Ningen isn’t the first restaurant to use the concept of last meals as menu suggestions. In 2014, a group of anonymous organizers promoted their own pop-up called Death Row Dinners. The one-night-only event offered a £50 ($64) five-course meal that was based on the final requests of other assorted death row inmates. (“Enjoy the idea of a last meal, without the nasty execution bit,” the organizers flippantly suggested.)

The backlash was swift and unyielding, and the event was ultimately cancelled after “serious threatening behavior” was directed at the person or people behind it. “Death Row Dinners was created to appeal to an audience who would not be offended by the concept,” the organizers said in a statement. “It seems there are plenty of people out there who aren’t, because they are buying tickets and supporting us.”

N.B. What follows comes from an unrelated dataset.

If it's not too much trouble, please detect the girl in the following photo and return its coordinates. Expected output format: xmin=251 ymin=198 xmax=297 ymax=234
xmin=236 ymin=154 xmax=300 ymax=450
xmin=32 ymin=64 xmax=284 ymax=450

According to Reuters, the only G7 advanced democracies who still execute convicted criminals are the United States and Japan, and a 2015 survey suggested that 80.3 percent of Japanese citizens were in favor of the death penalty. That could explain why the collective who run the Ningen Restaurant haven’t faced the same criticism that Death Row Dinners did.

Enjoy the chicken, fries, and strawberries, I guess.